За время с моего прошлого визита здесь совершенно ничего не изменилось. За столом сидел тот самый толстый тип, который дарил мне шампанское и заливался соловьем о немыслимой заботе, которой окружает его фирма каждого клиента.
– Здравствуйте! – сказал он, привстав из-за стола. – Чем я могу помочь? У вас какие-то проблемы?
– Надеюсь, что мои проблемы вы сейчас решите. И помочь вы мне очень даже можете. Деньгами.
– Не понял? – переспросил он, высоко подняв брови. – О каких деньгах вы говорите?
Похоже, у них это общая болезнь. Судя по всему, они все в этой фирме не знают, что такое деньги.
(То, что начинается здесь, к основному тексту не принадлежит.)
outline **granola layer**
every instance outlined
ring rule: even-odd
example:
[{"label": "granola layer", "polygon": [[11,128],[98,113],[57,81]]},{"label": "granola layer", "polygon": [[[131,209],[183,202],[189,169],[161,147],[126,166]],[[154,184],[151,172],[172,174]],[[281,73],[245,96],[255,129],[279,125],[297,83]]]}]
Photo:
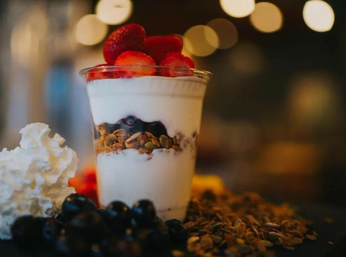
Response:
[{"label": "granola layer", "polygon": [[[121,124],[122,121],[127,119],[120,121],[116,125]],[[157,123],[158,122],[154,122]],[[160,135],[157,134],[155,135],[148,131],[136,131],[135,129],[132,129],[130,126],[127,126],[127,129],[118,128],[112,131],[107,129],[107,127],[109,127],[110,125],[117,128],[115,125],[106,123],[96,127],[96,138],[94,145],[96,154],[100,153],[118,152],[127,149],[135,149],[140,154],[150,154],[155,149],[160,148],[173,148],[177,151],[181,150],[179,144],[179,141],[182,138],[181,134],[178,135],[178,137],[174,136],[173,137],[164,133]],[[165,129],[163,131],[165,131]]]}]

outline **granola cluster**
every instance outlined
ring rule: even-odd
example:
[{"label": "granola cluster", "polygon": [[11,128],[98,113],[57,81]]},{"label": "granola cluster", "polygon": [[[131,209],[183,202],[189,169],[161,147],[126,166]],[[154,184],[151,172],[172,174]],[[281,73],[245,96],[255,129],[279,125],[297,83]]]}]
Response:
[{"label": "granola cluster", "polygon": [[155,149],[173,148],[180,149],[176,136],[170,137],[161,135],[157,137],[148,131],[138,131],[133,134],[123,128],[109,133],[102,125],[96,126],[100,136],[95,142],[96,154],[117,152],[126,149],[136,149],[141,154],[150,154]]},{"label": "granola cluster", "polygon": [[184,223],[187,250],[204,257],[272,257],[267,248],[274,245],[294,250],[304,239],[317,236],[307,234],[311,222],[294,214],[287,204],[270,204],[256,193],[216,196],[207,191],[190,202]]}]

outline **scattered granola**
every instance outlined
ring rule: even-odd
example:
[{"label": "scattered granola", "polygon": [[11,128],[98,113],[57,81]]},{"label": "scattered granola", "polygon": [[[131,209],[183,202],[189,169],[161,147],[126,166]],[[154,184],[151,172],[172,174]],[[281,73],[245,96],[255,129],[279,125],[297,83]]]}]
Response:
[{"label": "scattered granola", "polygon": [[333,219],[333,218],[330,218],[328,217],[326,217],[323,219],[323,221],[325,223],[328,223],[329,224],[331,224],[333,223],[333,221],[334,221],[334,220]]},{"label": "scattered granola", "polygon": [[274,245],[293,250],[317,236],[307,234],[311,222],[294,214],[287,204],[269,203],[256,193],[216,195],[207,190],[190,202],[187,249],[197,256],[232,257],[274,256],[267,248]]},{"label": "scattered granola", "polygon": [[99,132],[99,137],[95,141],[96,154],[132,148],[136,149],[141,154],[148,154],[159,148],[173,148],[175,151],[180,149],[175,136],[171,138],[162,134],[157,137],[147,131],[131,133],[123,128],[109,132],[103,124],[97,126],[96,128]]}]

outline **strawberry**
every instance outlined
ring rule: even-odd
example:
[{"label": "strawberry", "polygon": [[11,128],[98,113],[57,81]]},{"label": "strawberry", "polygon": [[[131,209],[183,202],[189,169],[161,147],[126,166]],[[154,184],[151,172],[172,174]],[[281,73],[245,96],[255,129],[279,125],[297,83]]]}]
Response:
[{"label": "strawberry", "polygon": [[158,63],[162,56],[170,52],[181,52],[182,39],[176,35],[154,36],[145,39],[144,52]]},{"label": "strawberry", "polygon": [[86,183],[96,183],[96,169],[93,165],[89,165],[83,168],[83,175]]},{"label": "strawberry", "polygon": [[[176,52],[172,52],[164,55],[160,61],[159,65],[162,66],[195,68],[195,64],[192,60],[187,56]],[[188,71],[186,72],[178,71],[174,70],[173,68],[162,69],[160,71],[160,74],[165,77],[179,77],[193,75],[192,72]]]},{"label": "strawberry", "polygon": [[[98,64],[93,67],[95,68],[95,69],[90,70],[87,73],[86,78],[87,81],[112,78],[113,73],[110,71],[107,71],[107,67],[104,66],[107,66],[108,65],[108,64],[107,63],[102,63],[102,64]],[[102,69],[101,67],[103,68]]]},{"label": "strawberry", "polygon": [[118,57],[130,50],[143,51],[144,49],[145,31],[140,25],[128,24],[113,31],[103,45],[103,56],[113,65]]},{"label": "strawberry", "polygon": [[[149,55],[137,51],[127,51],[122,53],[114,63],[115,65],[156,65],[156,63]],[[141,68],[119,67],[117,75],[123,78],[140,77],[155,75],[156,69],[154,67]]]}]

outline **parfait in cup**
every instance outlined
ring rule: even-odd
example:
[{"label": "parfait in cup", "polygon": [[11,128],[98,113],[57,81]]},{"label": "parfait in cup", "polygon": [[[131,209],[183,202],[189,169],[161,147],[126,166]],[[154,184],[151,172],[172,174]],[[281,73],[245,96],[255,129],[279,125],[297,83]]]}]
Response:
[{"label": "parfait in cup", "polygon": [[100,205],[147,199],[163,220],[182,220],[211,74],[174,67],[188,58],[177,52],[160,58],[156,65],[130,50],[114,65],[81,74],[87,80]]}]

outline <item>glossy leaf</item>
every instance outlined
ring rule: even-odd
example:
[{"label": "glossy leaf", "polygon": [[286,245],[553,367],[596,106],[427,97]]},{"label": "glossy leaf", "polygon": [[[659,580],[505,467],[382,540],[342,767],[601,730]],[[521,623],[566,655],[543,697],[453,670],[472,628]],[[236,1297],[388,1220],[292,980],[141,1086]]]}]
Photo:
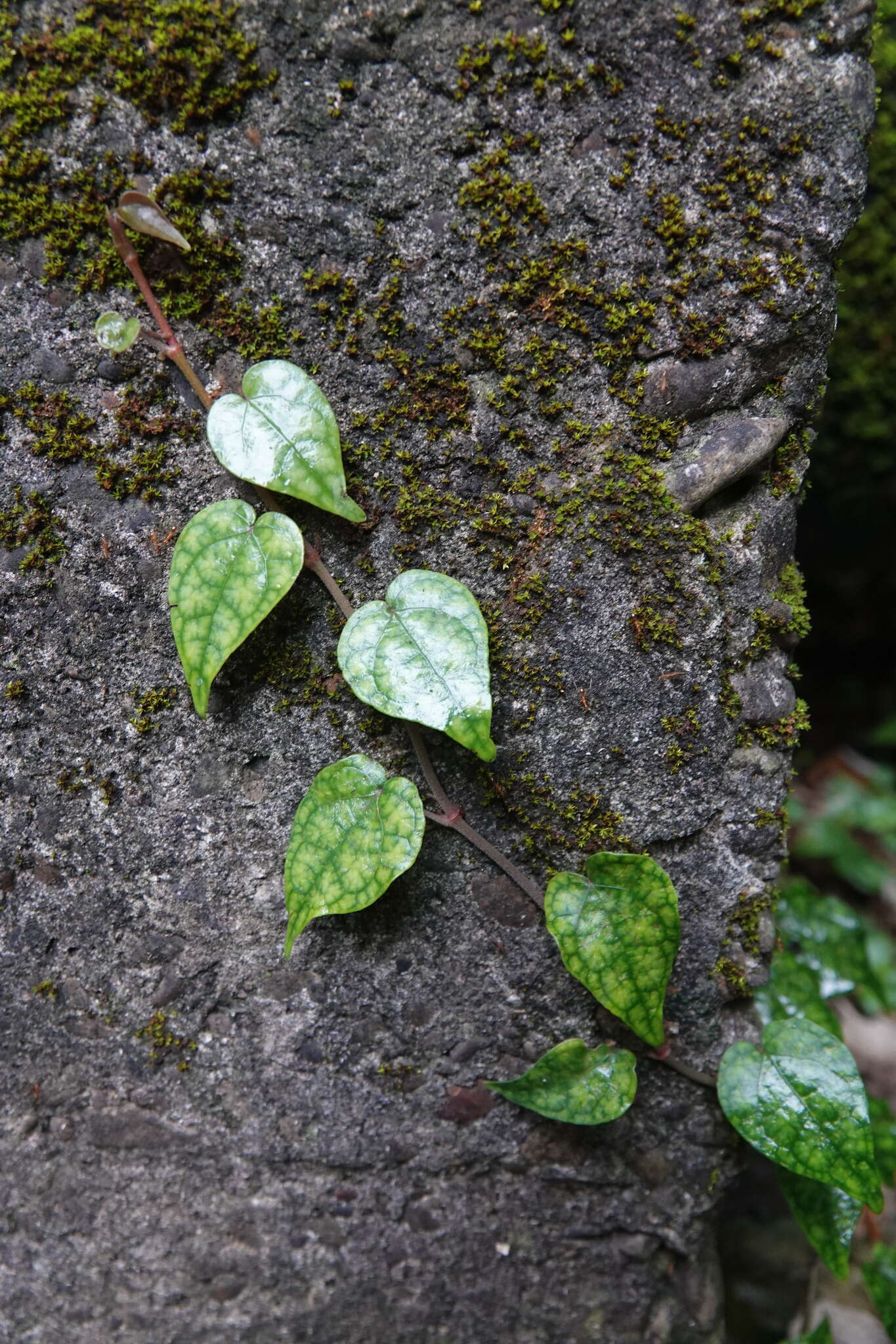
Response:
[{"label": "glossy leaf", "polygon": [[880,1179],[884,1185],[892,1185],[896,1183],[896,1116],[883,1097],[868,1098],[868,1114]]},{"label": "glossy leaf", "polygon": [[834,1344],[830,1321],[825,1317],[809,1335],[798,1335],[795,1340],[782,1340],[782,1344]]},{"label": "glossy leaf", "polygon": [[856,1060],[814,1021],[766,1027],[760,1052],[729,1046],[719,1068],[719,1101],[748,1144],[798,1176],[883,1207],[865,1089]]},{"label": "glossy leaf", "polygon": [[772,957],[768,980],[756,991],[754,1004],[764,1027],[787,1017],[807,1017],[832,1036],[842,1036],[837,1016],[821,997],[817,973],[790,952]]},{"label": "glossy leaf", "polygon": [[785,945],[818,974],[822,999],[846,995],[870,978],[860,915],[836,896],[822,896],[805,879],[790,882],[775,923]]},{"label": "glossy leaf", "polygon": [[399,574],[384,602],[349,617],[336,656],[359,700],[442,728],[482,761],[494,759],[489,632],[457,579],[431,570]]},{"label": "glossy leaf", "polygon": [[373,905],[416,859],[424,825],[416,785],[369,757],[316,774],[286,847],[286,956],[310,919]]},{"label": "glossy leaf", "polygon": [[146,196],[142,191],[125,191],[118,198],[116,214],[138,234],[148,234],[150,238],[161,238],[167,243],[173,243],[181,251],[189,251],[189,243],[179,228],[175,228],[171,219],[159,202]]},{"label": "glossy leaf", "polygon": [[592,853],[584,876],[557,872],[544,914],[567,970],[650,1046],[678,950],[678,896],[643,853]]},{"label": "glossy leaf", "polygon": [[200,718],[222,667],[290,590],[304,556],[302,534],[285,513],[255,519],[242,500],[200,509],[177,538],[171,626]]},{"label": "glossy leaf", "polygon": [[778,1168],[778,1179],[809,1245],[832,1274],[846,1278],[849,1247],[864,1207],[862,1200],[853,1199],[833,1185],[789,1172],[786,1167]]},{"label": "glossy leaf", "polygon": [[870,1263],[862,1265],[862,1278],[881,1325],[896,1340],[896,1246],[879,1242]]},{"label": "glossy leaf", "polygon": [[234,476],[363,523],[345,493],[339,426],[313,378],[286,359],[265,359],[243,375],[243,395],[219,396],[208,442]]},{"label": "glossy leaf", "polygon": [[634,1101],[638,1079],[629,1050],[562,1040],[519,1078],[489,1082],[508,1101],[568,1125],[604,1125]]},{"label": "glossy leaf", "polygon": [[121,355],[140,336],[140,323],[136,317],[125,319],[121,313],[101,313],[94,325],[94,335],[103,349]]}]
В таком случае им можно только позавидовать. Они живут при коммунизме.
– О страховой выплате, – ответила я, стараясь не раздражаться, поскольку знаю по своему опыту, что раздражение только мешает благополучному решению любых проблем. – Я застраховала в вашей фирме машину. Автомобиль, если так вам понятнее. Средство передвижения на четырех колесах с мотором. Машина этой ночью сгорела. Вот мой страховой полис. В этом полисе предусмотрен такой случай, так что я хочу получить свои деньги. Вы мне совсем недавно в этом самом кабинете говорили, что в вашей фирме получение страховой выплаты занимает считаные минуты. Время пошло…
Он смотрел на меня с нескрываемой обидой, как школьник, которого поймали за списыванием. Наконец его лицо прояснилось, и он протянул руку:
– Покажите, пожалуйста, ваш полис!
Я положила полис на стол.
Страховщик уставился на документ с таким удивленным видом, как будто он был составлен на незнакомом языке – к примеру, на норвежском или, наоборот, на языке аборигенов острова Бора-Бора.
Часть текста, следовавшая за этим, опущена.